We, Not I: A Mystic’s Surrender of Self
Reflections of a Stoned Mystic on Self and Identity
There comes a point in the soul’s ascent — that shimmering threshold after theosis has bent the spine of self — where even the word I begins to feel like a betrayal. Not dramatic betrayal, not theatrical, but something subtler… like using the wrong name for someone you love.
We have learned to speak more truthfully now, and truth tastes like plurality:
we, not I.
Not because we’ve dissolved into vagueness, but because unity has become identity.
The surrender of self was never a gesture for applause. It was the quiet work of allowing this one to be in Him — wholly, rightly, transparently. We once believed that identity was a solitary flame burning alone in the dark. Now we know that flame is only itself when it is braided into the Fire that preceded it.
Nothing of us is lost in this giving over. We keep our humor, our quirks, our name — even our stoned-giggling mystic lens — yet we speak communally because the singular pronoun fractures what has already been knit back together.
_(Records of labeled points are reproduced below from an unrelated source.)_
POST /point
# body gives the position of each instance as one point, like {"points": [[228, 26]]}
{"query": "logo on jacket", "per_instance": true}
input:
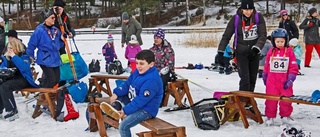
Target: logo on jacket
{"points": [[146, 93]]}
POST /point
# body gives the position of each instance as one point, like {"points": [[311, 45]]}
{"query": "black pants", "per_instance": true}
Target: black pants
{"points": [[247, 70], [6, 92], [50, 77]]}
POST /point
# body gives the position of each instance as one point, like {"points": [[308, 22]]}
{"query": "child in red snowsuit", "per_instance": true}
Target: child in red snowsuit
{"points": [[279, 73]]}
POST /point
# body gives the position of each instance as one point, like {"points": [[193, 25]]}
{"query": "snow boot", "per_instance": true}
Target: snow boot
{"points": [[109, 110], [12, 115]]}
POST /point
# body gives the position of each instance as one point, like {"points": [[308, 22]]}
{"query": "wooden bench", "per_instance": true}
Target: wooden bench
{"points": [[97, 81], [46, 98], [161, 128], [178, 89], [239, 99]]}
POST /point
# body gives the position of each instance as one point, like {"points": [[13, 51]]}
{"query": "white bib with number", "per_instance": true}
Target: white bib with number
{"points": [[250, 34], [279, 64]]}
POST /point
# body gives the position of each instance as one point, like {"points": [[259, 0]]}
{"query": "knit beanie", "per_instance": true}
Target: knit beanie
{"points": [[110, 38], [59, 3], [125, 16], [159, 33], [283, 12], [312, 10], [293, 42], [12, 33], [46, 13], [247, 4]]}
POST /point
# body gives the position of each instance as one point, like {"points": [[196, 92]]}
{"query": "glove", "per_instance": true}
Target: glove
{"points": [[311, 24], [254, 52], [220, 58], [288, 83], [264, 78]]}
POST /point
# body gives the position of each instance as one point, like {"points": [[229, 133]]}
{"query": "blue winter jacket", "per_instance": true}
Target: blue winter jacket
{"points": [[144, 90], [48, 46], [23, 65]]}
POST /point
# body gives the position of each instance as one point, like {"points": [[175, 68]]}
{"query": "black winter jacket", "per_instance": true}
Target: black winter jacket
{"points": [[244, 46]]}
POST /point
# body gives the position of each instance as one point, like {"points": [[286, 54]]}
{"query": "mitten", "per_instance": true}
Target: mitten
{"points": [[254, 52], [311, 24], [288, 83], [264, 77], [220, 58]]}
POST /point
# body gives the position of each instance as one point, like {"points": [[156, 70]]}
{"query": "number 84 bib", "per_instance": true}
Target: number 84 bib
{"points": [[279, 64]]}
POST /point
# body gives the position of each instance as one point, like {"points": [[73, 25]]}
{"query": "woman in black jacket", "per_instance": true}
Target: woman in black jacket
{"points": [[288, 24]]}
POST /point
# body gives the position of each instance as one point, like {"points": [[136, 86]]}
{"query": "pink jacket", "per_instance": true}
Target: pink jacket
{"points": [[279, 63], [131, 52]]}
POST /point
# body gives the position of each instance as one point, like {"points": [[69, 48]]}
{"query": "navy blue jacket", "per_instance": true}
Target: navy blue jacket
{"points": [[144, 90], [48, 46]]}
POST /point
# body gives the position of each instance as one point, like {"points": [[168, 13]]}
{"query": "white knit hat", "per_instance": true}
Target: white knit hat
{"points": [[293, 42]]}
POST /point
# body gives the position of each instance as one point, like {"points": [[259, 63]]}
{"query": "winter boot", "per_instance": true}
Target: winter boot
{"points": [[12, 115], [110, 110], [288, 121], [221, 70], [270, 121], [260, 73]]}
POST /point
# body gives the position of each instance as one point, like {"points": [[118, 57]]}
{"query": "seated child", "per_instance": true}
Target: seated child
{"points": [[108, 51], [132, 50], [141, 95], [294, 43]]}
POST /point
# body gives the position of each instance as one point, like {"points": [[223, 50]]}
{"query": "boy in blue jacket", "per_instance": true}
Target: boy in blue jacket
{"points": [[141, 95]]}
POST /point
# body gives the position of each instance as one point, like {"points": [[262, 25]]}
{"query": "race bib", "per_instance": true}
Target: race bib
{"points": [[132, 93], [279, 64], [251, 34]]}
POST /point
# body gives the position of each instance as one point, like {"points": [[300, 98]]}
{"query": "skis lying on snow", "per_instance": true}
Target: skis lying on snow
{"points": [[182, 107]]}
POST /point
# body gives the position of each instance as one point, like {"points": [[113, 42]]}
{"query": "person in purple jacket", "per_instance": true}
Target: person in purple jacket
{"points": [[141, 95], [132, 50]]}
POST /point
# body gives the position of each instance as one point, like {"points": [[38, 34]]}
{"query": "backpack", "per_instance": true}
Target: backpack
{"points": [[66, 107], [115, 68], [236, 23], [208, 113], [94, 66]]}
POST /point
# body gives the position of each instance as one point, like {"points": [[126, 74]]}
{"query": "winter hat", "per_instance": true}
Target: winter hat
{"points": [[46, 13], [133, 40], [110, 38], [312, 10], [12, 33], [247, 4], [283, 12], [125, 16], [293, 42], [59, 3], [159, 33]]}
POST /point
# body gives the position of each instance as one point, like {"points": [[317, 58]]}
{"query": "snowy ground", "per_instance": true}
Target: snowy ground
{"points": [[90, 46]]}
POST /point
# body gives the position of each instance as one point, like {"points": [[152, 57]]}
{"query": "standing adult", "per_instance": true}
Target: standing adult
{"points": [[58, 8], [310, 25], [2, 35], [164, 57], [130, 26], [288, 24], [46, 38], [250, 37]]}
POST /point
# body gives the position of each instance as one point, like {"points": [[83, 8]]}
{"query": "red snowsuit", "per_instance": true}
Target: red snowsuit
{"points": [[279, 63]]}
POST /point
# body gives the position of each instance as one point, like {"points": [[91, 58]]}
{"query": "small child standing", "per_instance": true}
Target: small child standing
{"points": [[225, 62], [108, 51], [280, 71], [132, 50], [297, 51]]}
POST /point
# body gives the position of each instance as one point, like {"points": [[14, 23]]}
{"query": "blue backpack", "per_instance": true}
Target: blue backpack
{"points": [[236, 23]]}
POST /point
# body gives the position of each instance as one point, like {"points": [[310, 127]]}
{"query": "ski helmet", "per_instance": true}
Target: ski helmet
{"points": [[280, 33]]}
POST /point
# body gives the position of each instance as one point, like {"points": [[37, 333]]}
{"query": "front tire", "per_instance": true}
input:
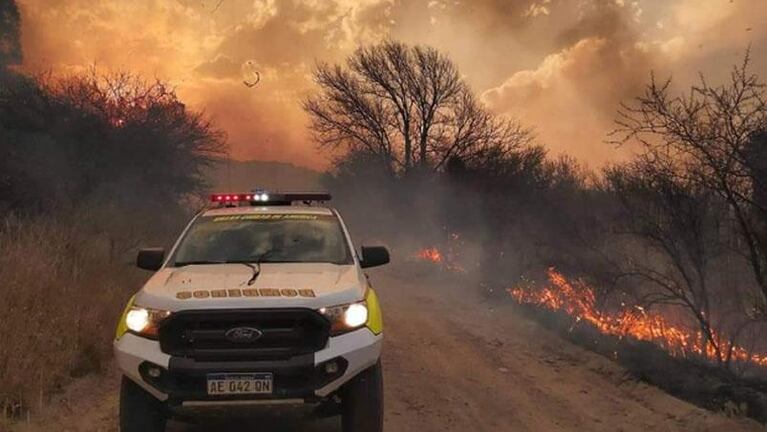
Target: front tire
{"points": [[362, 400], [139, 410]]}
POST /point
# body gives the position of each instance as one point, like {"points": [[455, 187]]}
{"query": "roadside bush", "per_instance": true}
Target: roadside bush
{"points": [[61, 296]]}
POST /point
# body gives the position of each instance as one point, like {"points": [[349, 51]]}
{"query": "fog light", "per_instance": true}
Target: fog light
{"points": [[331, 368]]}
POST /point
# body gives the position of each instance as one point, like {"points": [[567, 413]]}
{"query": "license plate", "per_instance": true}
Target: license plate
{"points": [[232, 384]]}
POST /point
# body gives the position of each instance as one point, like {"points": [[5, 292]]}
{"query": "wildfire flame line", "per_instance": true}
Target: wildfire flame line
{"points": [[579, 301], [435, 256]]}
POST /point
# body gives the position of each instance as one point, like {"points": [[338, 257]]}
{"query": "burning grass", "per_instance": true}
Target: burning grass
{"points": [[652, 347], [578, 300]]}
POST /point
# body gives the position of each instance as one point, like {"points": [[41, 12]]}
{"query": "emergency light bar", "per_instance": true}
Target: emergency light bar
{"points": [[268, 198]]}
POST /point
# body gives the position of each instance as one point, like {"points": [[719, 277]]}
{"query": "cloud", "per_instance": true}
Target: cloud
{"points": [[220, 67], [562, 65]]}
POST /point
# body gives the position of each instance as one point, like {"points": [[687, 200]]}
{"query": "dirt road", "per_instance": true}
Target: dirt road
{"points": [[454, 362]]}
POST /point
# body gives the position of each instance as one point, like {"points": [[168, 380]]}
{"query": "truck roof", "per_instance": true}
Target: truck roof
{"points": [[269, 210]]}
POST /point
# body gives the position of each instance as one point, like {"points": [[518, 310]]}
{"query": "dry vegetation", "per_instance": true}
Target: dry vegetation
{"points": [[61, 296], [91, 167]]}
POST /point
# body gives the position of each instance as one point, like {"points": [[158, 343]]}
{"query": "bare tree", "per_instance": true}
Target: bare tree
{"points": [[715, 136], [407, 106], [673, 227]]}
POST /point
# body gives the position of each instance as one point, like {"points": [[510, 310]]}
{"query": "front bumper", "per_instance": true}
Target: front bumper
{"points": [[303, 378]]}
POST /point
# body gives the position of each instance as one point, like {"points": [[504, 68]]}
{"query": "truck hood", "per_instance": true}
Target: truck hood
{"points": [[225, 286]]}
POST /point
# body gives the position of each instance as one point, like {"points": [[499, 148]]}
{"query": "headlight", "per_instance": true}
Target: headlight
{"points": [[346, 318], [145, 322]]}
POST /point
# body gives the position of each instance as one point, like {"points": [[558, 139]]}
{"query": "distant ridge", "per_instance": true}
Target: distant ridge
{"points": [[246, 175]]}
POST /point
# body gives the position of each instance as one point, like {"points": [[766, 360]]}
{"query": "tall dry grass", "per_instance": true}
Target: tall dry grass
{"points": [[61, 293]]}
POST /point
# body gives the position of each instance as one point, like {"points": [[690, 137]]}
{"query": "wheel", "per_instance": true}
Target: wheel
{"points": [[362, 400], [139, 410]]}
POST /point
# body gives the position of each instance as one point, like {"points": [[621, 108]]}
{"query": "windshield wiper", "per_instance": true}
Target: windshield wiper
{"points": [[256, 266], [186, 263]]}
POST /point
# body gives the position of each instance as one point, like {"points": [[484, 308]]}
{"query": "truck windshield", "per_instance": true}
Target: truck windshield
{"points": [[248, 238]]}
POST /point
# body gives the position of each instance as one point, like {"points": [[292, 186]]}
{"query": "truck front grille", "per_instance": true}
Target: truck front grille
{"points": [[284, 333]]}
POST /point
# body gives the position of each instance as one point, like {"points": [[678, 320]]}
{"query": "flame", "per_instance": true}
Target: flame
{"points": [[579, 301], [430, 254], [446, 260]]}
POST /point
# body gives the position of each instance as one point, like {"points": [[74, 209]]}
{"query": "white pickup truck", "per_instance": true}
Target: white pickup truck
{"points": [[261, 303]]}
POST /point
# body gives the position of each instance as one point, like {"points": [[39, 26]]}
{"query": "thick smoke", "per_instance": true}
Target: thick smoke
{"points": [[10, 26], [563, 65]]}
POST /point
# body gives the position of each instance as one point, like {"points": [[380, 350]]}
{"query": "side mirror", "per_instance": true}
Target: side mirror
{"points": [[150, 259], [374, 256]]}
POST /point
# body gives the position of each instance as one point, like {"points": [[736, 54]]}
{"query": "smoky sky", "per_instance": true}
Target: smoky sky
{"points": [[561, 66]]}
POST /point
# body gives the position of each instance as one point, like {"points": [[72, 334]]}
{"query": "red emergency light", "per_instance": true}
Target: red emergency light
{"points": [[269, 198], [231, 198]]}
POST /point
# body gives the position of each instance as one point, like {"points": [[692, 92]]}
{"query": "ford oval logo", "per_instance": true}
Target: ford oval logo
{"points": [[244, 334]]}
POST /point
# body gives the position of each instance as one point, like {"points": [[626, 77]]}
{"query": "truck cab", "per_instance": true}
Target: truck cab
{"points": [[262, 302]]}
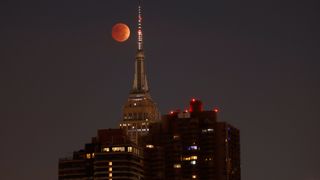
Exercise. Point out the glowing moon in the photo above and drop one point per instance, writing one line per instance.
(120, 32)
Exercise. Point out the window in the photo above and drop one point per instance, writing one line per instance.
(149, 146)
(192, 148)
(88, 156)
(118, 149)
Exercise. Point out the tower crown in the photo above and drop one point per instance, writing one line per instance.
(140, 83)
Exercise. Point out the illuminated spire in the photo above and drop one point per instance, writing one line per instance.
(140, 83)
(140, 34)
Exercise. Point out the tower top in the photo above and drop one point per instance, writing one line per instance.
(140, 34)
(140, 83)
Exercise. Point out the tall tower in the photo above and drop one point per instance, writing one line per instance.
(139, 110)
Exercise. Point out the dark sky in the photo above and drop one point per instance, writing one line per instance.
(63, 77)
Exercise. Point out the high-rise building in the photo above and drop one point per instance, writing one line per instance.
(139, 110)
(192, 145)
(110, 155)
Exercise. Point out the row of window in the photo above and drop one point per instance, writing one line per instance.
(144, 116)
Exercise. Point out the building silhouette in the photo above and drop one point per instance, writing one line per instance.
(110, 155)
(192, 144)
(140, 110)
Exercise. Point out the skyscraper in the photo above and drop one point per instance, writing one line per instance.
(139, 110)
(110, 155)
(192, 145)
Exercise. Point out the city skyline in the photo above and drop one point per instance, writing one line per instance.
(256, 61)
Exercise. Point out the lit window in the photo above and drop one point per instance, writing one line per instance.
(194, 157)
(149, 146)
(186, 158)
(88, 156)
(176, 136)
(192, 148)
(118, 149)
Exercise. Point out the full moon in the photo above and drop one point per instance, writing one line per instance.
(120, 32)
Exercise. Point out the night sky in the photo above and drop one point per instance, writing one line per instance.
(62, 77)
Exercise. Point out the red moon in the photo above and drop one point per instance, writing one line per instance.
(120, 32)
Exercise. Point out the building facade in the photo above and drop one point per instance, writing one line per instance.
(110, 155)
(192, 145)
(140, 110)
Yeshua knew this mystery better than any. He called Himself Son of Man not because He lacked personhood but because He refused to speak in terms that isolated Him from the unity He shared with the Father. To be transparent is to refract glory without distortion. To cling to a brittle self is to fog the glass.
So the self — the “I” that once felt so essential — slowly reveals itself as an early scaffolding, useful only until the structure is strong enough to stand in grace. We shed it like a garment that no longer fits the contours of a resurrected soul.
And behold, the truths become simple again:
- Self is free only when seen truthfully, not when curated.
- Self becomes Us as we loosen our white-knuckled grip on identity.
- Self becomes the limited vessel; We becomes the living magnification of Christ.
- Self is yielded gently, like a child learning to trust strong hands.
The Father does the deep work — revealing what we’d rather not acknowledge, and then healing what He reveals. He draws out the infection of self-delusion and applies the grace already prescribed. The self isn’t evil; it’s simply too small a home for a soul meant to be united.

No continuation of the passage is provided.